The field of racers for the first Rumble was stacked with talented riders all vying for a generous cash prize. The field included Cory Wallace, the Canadian Marathon Distance National Champion, Ismael Ventura the Spanish Cross-Country (XC) National Champ, and Yuki Ikeda a strong Japanese rider with many top results under his belt including runner-up in this year’s North Face Yak Attack. Chhetri, racing in new territory would face a tough challenge, and the women’s field was equally tough.
Rumble presented a unique challenge to the riders from heat (37 degrees) to jungles and river crossings, to massive climbs that reached heights of more than 2,000m to the interior of Sri Lanka.
After a flat start, Day 1 threw riders into the jungle with undulating roads and river crossings. After 52km the racers were greeted by a 13km climb leaving the jungle at 400m and finishing the day at 1,300m. Spaniard Ventura rode hard to a 23-minute lead over the field. Ikeda was 2nd with Nepal’s Chhetri close behind in 3rd.
Day 2 with only 60km and less climbing was supposed to be an easier day but with 1,900 meters of climbing it was challenging. Ventura again won the day, with Cory Wallace not far behind. Ajay finished a consistent 3rd place moving him up to 2nd overall based on time.
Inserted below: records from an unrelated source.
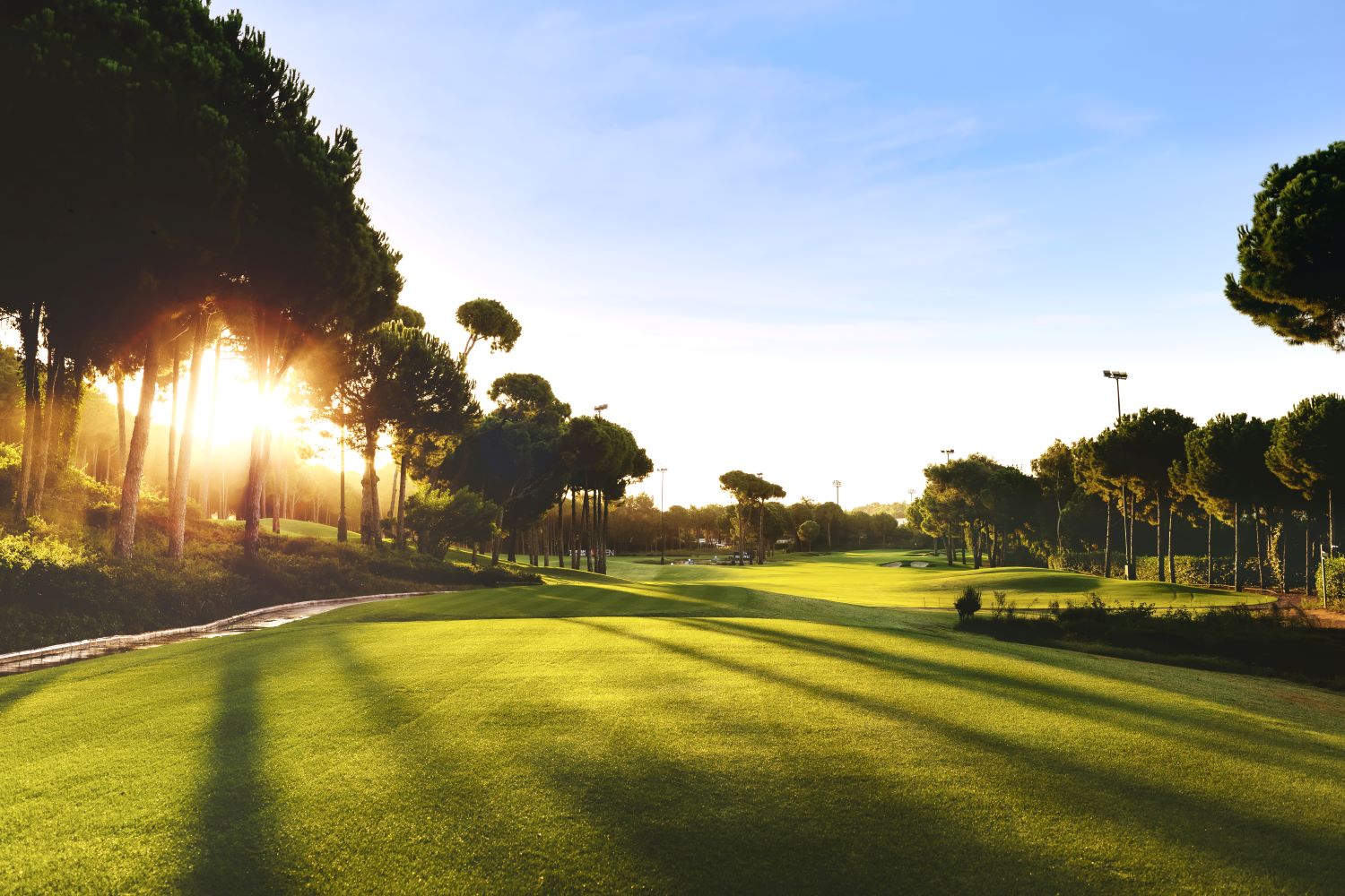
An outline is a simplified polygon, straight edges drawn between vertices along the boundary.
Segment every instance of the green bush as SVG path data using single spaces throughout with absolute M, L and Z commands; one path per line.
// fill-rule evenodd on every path
M 952 602 L 952 609 L 958 611 L 959 619 L 970 619 L 981 609 L 981 588 L 970 584 L 962 590 L 962 595 Z
M 1143 652 L 1180 665 L 1275 674 L 1345 689 L 1345 630 L 1318 629 L 1301 613 L 1278 609 L 1159 614 L 1153 604 L 1108 607 L 1096 595 L 1079 606 L 1052 607 L 1036 618 L 994 615 L 958 627 L 1005 641 L 1104 645 Z M 1201 661 L 1200 658 L 1204 658 Z M 1221 661 L 1224 666 L 1219 666 Z
M 129 560 L 74 548 L 40 523 L 0 537 L 0 652 L 200 625 L 292 600 L 539 582 L 529 572 L 265 532 L 249 560 L 237 529 L 202 520 L 188 529 L 180 562 L 164 556 L 167 536 L 153 514 L 137 525 Z

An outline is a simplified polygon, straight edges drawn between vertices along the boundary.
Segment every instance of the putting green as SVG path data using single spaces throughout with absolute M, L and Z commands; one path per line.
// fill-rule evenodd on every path
M 0 680 L 0 889 L 1338 885 L 1345 697 L 964 635 L 881 559 L 564 572 Z
M 608 570 L 613 575 L 647 580 L 658 584 L 732 584 L 808 598 L 826 598 L 885 607 L 943 607 L 952 602 L 966 586 L 975 586 L 985 594 L 989 606 L 994 591 L 1006 591 L 1009 599 L 1021 607 L 1045 609 L 1052 600 L 1083 602 L 1096 594 L 1108 603 L 1154 603 L 1161 607 L 1223 606 L 1240 600 L 1264 600 L 1260 595 L 1236 595 L 1229 591 L 1171 586 L 1162 582 L 1126 582 L 1103 579 L 1079 572 L 1057 572 L 1034 567 L 1001 567 L 971 570 L 950 567 L 943 557 L 925 556 L 916 551 L 853 551 L 822 556 L 779 555 L 765 566 L 732 567 L 666 564 L 656 557 L 612 557 Z M 901 560 L 901 567 L 884 563 Z M 917 568 L 905 566 L 911 560 L 929 563 Z
M 242 520 L 222 520 L 225 525 L 242 525 Z M 261 521 L 261 531 L 270 532 L 270 517 L 265 517 Z M 336 540 L 336 527 L 325 525 L 323 523 L 309 523 L 308 520 L 286 520 L 281 517 L 280 520 L 280 533 L 293 535 L 297 537 L 307 539 L 325 539 L 328 541 Z M 355 541 L 359 540 L 359 532 L 355 532 Z

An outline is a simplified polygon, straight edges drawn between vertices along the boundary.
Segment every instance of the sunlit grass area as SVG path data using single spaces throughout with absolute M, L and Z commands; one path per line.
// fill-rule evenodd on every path
M 652 563 L 651 563 L 652 560 Z M 885 567 L 885 563 L 902 563 Z M 1080 572 L 1057 572 L 1036 567 L 972 570 L 948 566 L 943 557 L 924 551 L 851 551 L 819 556 L 780 553 L 760 567 L 658 566 L 658 557 L 612 557 L 613 575 L 659 584 L 733 584 L 808 598 L 889 607 L 951 607 L 966 586 L 985 591 L 1005 591 L 1021 607 L 1045 609 L 1052 600 L 1087 600 L 1096 594 L 1108 603 L 1154 603 L 1161 607 L 1229 604 L 1258 595 L 1171 586 L 1162 582 L 1126 582 Z M 925 563 L 912 567 L 911 563 Z
M 0 888 L 1336 887 L 1345 697 L 964 635 L 878 560 L 565 571 L 0 680 Z
M 225 525 L 242 525 L 242 520 L 223 520 Z M 270 532 L 270 519 L 264 519 L 261 521 L 261 528 L 264 532 Z M 308 520 L 286 520 L 281 517 L 280 520 L 280 533 L 293 535 L 305 539 L 327 539 L 328 541 L 336 540 L 336 527 L 324 525 L 321 523 L 309 523 Z M 359 532 L 355 532 L 355 541 L 359 540 Z

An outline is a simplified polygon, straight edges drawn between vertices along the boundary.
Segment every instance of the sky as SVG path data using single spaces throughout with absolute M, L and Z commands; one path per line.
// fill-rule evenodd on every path
M 359 137 L 404 302 L 455 344 L 504 302 L 482 390 L 608 404 L 668 505 L 1026 469 L 1103 368 L 1197 422 L 1342 390 L 1223 298 L 1267 168 L 1345 138 L 1338 3 L 241 3 Z

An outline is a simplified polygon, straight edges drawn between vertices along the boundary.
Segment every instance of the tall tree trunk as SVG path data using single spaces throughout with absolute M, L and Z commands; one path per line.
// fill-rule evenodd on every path
M 1173 557 L 1173 509 L 1177 502 L 1167 500 L 1167 580 L 1177 584 L 1177 560 Z
M 28 513 L 32 485 L 32 459 L 38 451 L 38 429 L 42 426 L 42 387 L 38 383 L 38 337 L 42 328 L 42 304 L 27 305 L 19 317 L 23 349 L 23 458 L 19 465 L 19 494 L 15 512 L 22 520 Z
M 1135 496 L 1131 494 L 1130 496 L 1130 528 L 1127 529 L 1127 543 L 1130 545 L 1130 559 L 1128 559 L 1128 563 L 1130 563 L 1130 580 L 1131 582 L 1134 582 L 1135 578 L 1137 578 L 1137 572 L 1135 572 L 1135 512 L 1137 512 L 1137 506 L 1135 506 L 1135 504 L 1137 504 Z
M 1102 548 L 1102 578 L 1111 578 L 1111 496 L 1103 498 L 1102 501 L 1107 506 L 1107 535 L 1103 539 Z
M 1241 553 L 1241 525 L 1239 525 L 1239 506 L 1233 501 L 1233 591 L 1243 590 L 1243 553 Z
M 584 568 L 593 571 L 593 524 L 589 520 L 589 489 L 584 488 Z
M 182 424 L 182 445 L 178 450 L 178 469 L 172 478 L 172 494 L 168 501 L 168 556 L 182 559 L 182 548 L 187 535 L 187 486 L 191 484 L 191 439 L 196 422 L 196 395 L 200 394 L 202 348 L 206 341 L 206 310 L 196 310 L 196 328 L 191 337 L 191 379 L 187 383 L 187 415 Z
M 1158 580 L 1163 582 L 1167 576 L 1163 575 L 1163 496 L 1159 492 L 1154 493 L 1154 553 L 1158 560 Z
M 346 402 L 340 404 L 340 508 L 336 512 L 336 540 L 346 541 L 350 537 L 350 523 L 346 519 Z M 475 560 L 473 560 L 475 562 Z
M 1303 519 L 1303 596 L 1313 596 L 1313 517 Z
M 599 532 L 599 549 L 601 551 L 600 557 L 603 560 L 603 575 L 607 575 L 607 514 L 608 514 L 609 502 L 608 502 L 608 497 L 607 497 L 607 489 L 600 489 L 599 494 L 601 496 L 601 500 L 603 500 L 603 505 L 601 505 L 601 510 L 603 510 L 603 528 Z
M 500 508 L 495 514 L 495 528 L 504 529 L 504 508 Z M 500 536 L 495 535 L 491 537 L 491 566 L 500 564 Z
M 1205 584 L 1215 584 L 1215 514 L 1205 514 Z
M 1336 502 L 1332 489 L 1326 489 L 1326 556 L 1336 556 Z
M 276 450 L 268 451 L 266 454 L 266 476 L 270 480 L 270 533 L 280 535 L 280 513 L 281 508 L 285 505 L 285 482 L 281 474 L 276 470 L 280 466 L 280 458 L 284 454 L 285 437 L 281 435 L 276 438 L 270 437 L 276 442 Z
M 1252 535 L 1256 536 L 1256 587 L 1266 590 L 1266 549 L 1262 547 L 1260 508 L 1252 505 Z
M 23 514 L 42 513 L 42 494 L 47 489 L 47 458 L 51 457 L 51 431 L 61 418 L 61 406 L 56 396 L 61 394 L 61 377 L 65 375 L 66 361 L 52 351 L 50 339 L 47 344 L 47 398 L 46 411 L 42 415 L 40 433 L 38 435 L 38 450 L 32 458 L 32 500 L 24 508 Z
M 561 502 L 555 505 L 555 566 L 565 567 L 561 551 L 565 549 L 565 492 L 561 492 Z
M 397 547 L 406 547 L 406 454 L 397 465 Z
M 136 508 L 140 502 L 140 480 L 145 473 L 145 449 L 149 447 L 149 419 L 155 408 L 155 379 L 159 371 L 159 332 L 151 325 L 145 337 L 145 368 L 140 377 L 140 406 L 130 430 L 126 451 L 126 474 L 121 480 L 121 512 L 117 514 L 117 556 L 129 557 L 136 549 Z
M 359 508 L 359 540 L 362 544 L 382 547 L 383 539 L 378 532 L 378 472 L 374 469 L 374 454 L 378 450 L 377 438 L 377 435 L 370 435 L 364 439 L 364 477 L 359 481 L 362 494 Z
M 274 388 L 273 371 L 276 365 L 277 339 L 265 316 L 254 312 L 253 333 L 257 365 L 257 407 L 269 407 Z M 243 485 L 243 556 L 256 557 L 261 551 L 262 492 L 266 488 L 266 472 L 270 459 L 270 426 L 258 419 L 253 424 L 252 446 L 247 453 L 247 481 Z
M 222 337 L 215 337 L 215 375 L 210 384 L 210 419 L 206 422 L 206 457 L 200 470 L 200 509 L 210 516 L 210 462 L 215 451 L 215 408 L 219 404 L 219 356 L 223 355 Z M 225 519 L 223 496 L 219 498 L 219 519 Z
M 126 474 L 126 375 L 117 373 L 117 476 Z
M 182 371 L 182 336 L 172 340 L 172 414 L 168 415 L 168 478 L 164 480 L 164 494 L 174 493 L 174 477 L 178 474 L 178 379 Z
M 765 566 L 765 501 L 757 508 L 757 566 Z

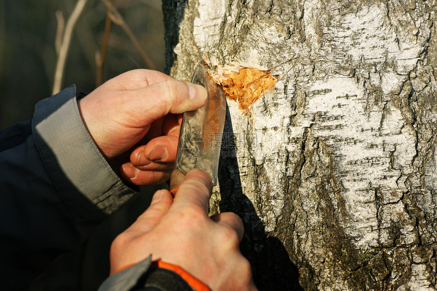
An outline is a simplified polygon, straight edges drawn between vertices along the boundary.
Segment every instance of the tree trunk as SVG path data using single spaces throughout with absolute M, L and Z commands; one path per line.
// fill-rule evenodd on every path
M 176 78 L 298 58 L 228 100 L 210 203 L 242 219 L 260 290 L 436 289 L 436 3 L 163 1 Z

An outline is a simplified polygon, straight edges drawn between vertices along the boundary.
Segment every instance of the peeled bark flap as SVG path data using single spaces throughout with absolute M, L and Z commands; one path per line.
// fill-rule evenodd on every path
M 228 100 L 211 213 L 260 290 L 436 290 L 437 1 L 164 0 L 167 68 L 276 68 Z

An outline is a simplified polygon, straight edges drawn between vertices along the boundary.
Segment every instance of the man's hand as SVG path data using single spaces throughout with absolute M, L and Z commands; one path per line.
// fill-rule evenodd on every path
M 116 77 L 79 102 L 84 123 L 103 156 L 137 185 L 170 177 L 181 117 L 206 101 L 201 86 L 137 69 Z M 130 159 L 123 153 L 130 154 Z
M 256 290 L 248 262 L 238 245 L 244 230 L 241 219 L 225 212 L 208 217 L 211 177 L 193 170 L 174 200 L 157 192 L 150 207 L 111 247 L 111 273 L 152 254 L 152 260 L 178 265 L 212 290 Z

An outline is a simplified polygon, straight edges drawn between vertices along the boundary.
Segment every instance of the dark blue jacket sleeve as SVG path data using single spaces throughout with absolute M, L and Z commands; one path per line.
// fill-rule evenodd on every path
M 39 102 L 0 132 L 0 289 L 23 289 L 136 195 L 89 136 L 74 86 Z

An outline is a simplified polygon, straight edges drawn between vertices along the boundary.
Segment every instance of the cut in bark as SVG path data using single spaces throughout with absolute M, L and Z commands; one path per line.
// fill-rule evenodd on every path
M 242 219 L 258 288 L 435 290 L 436 1 L 163 9 L 179 79 L 204 55 L 267 68 L 306 55 L 245 112 L 228 100 L 210 211 Z

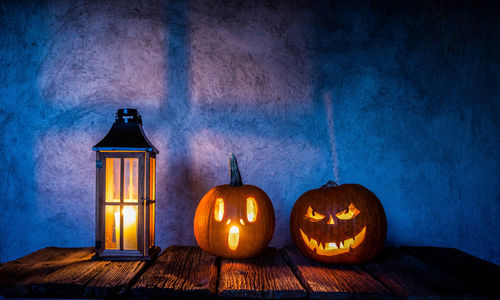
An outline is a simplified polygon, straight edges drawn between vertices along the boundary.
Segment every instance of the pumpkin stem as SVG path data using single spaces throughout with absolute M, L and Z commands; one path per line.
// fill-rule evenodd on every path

Day 3 was the toughest day of the race. Starting with a 16km, 1,300m climb up to 2,100m the day then proceeded to an amazing trail that had been opened that day only for the riders. The single track descent was epic, with some racers crashing hard along the way. Cory Wallace found his form during the day and finished just in front of Ventura, moving into 2nd overall. Chhetri, ever consistent, was 3rd on the day just ahead of Ikeda continuing their year long battle (Ikeda finished just ahead of Chhetri in the World Championships).
Day 4 was mostly a downhill and the top four finished in the day in the same order as the overall results.
In the women’s race, Yak Attack veteran, Sonya Looney Ewonus came on top in the stacked field. Laxmi Magar, representing Nepal, while not able to finish on the podium gained valuable experience to continue building her promising mountain bike career.
“For a first time race, Rumble in the Jungle was one of the best organised races in South Asia. It was perfect terrain and landscape for mountain biking, almost like the Himalayas without the altitude. The long climbs, tea gardens, and amazing trails made for an amazing race. The people in Sri Lanka were very friendly and helpful as well,” said Chhetri
Yak Attack’s next race ‘Alpac Attack’ is in Patagonia next April, promising to be a beautiful and challenging addition to the race series. The growth of Yak Attack from a small stage race in Nepal to an internationally acclaimed stage race with a growing global series is impressive and offers promise for Nepal’s bikers.
Yak Attack has been a boon to mountain biking in Nepal and more importantly the top national riders. It has offered low-cost entry fees and arranged entry sponsorships for the Nepali riders, helping send two to the Asian Championships and funded three of the national team members for the UCI Marathon World Championships.